Menkul mülkiyeti; menkul mallar üstündeki mülkiyet hakkıdır. Bir yerden bir yere nakledilebilen eşya (mobilya, elbise, buzdolabı... gibi) otomobil, şehir şebekesiyle evlere verilebilen elektrik enerjisi vb. menkul mülkiyetine konu olabilir. Mülkiyet hakkı, o şeyle alakalı parçalar, yani mütemmim (tamamlayıcı) cüzlerini, tabii ürünlerini ve teferruatını da ihtiva eder. Mahalli örf ve adetlere göre, bir şeyin asli unsurunu teşkil eden ve o şey tahrip, tağyir veya telef olmadıkça ondan ayrılması mümkün olmayan cüzler, o şeyin tamamlayıcı cüzüdür. Mesela, bir tarlanın ürünü, bir hayvanın sütü, bir evin kapı ve penceresi gibi.
Mülkiyetin sağladığı yetkiler: Kullanma yetkisi; malik, kanun sınırları içinde kalmak şartıyla mülkiyetinde olan şeyi dilediği şekilde kullanabilir.

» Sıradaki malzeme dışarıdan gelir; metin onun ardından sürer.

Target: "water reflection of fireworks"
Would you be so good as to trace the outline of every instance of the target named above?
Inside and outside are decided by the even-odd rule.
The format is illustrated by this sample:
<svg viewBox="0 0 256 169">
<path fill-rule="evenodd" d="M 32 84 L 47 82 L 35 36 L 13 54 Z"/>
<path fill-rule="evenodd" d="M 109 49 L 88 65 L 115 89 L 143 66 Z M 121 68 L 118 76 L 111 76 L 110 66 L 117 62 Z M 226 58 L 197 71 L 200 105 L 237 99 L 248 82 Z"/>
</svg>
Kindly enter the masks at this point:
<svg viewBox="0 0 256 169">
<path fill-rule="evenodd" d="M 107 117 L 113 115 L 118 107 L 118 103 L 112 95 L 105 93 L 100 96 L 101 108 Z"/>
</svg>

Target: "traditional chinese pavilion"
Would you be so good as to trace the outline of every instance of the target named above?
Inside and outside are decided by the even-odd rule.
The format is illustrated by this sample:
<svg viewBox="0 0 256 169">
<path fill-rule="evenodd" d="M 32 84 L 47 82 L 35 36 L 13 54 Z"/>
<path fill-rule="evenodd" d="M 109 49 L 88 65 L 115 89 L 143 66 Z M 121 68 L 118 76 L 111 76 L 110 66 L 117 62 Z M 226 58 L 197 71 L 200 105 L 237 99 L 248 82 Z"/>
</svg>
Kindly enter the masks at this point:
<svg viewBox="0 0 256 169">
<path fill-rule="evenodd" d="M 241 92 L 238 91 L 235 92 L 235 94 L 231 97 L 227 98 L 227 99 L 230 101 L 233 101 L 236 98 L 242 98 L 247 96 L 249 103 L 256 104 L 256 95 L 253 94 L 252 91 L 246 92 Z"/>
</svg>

Mesela, bir binaya sahip olan kimse, bu binada kendisi veya akrabalarıyla birlikte oturabilir, kiraya verebilir, boş bırakabilir.
Tasarruf yetkisi; malike, mülkiyete konu olan şeyin geleceğini tayin etme hakkını verir. Mesela, malik, malını bağışlayabilir, satabilir, trampa veya vasiyet edebilir.
Faydalanma yetkisi; malik, mülkiyete konu olan şeyden dilediği gibi faydalanabilir. Mesela, malik, tarlasına istediği mahsulü ekebilir, parasını borç verebilir, harcayabilir veya bir şirketin hisse senedini satın alarak ortak olabilir.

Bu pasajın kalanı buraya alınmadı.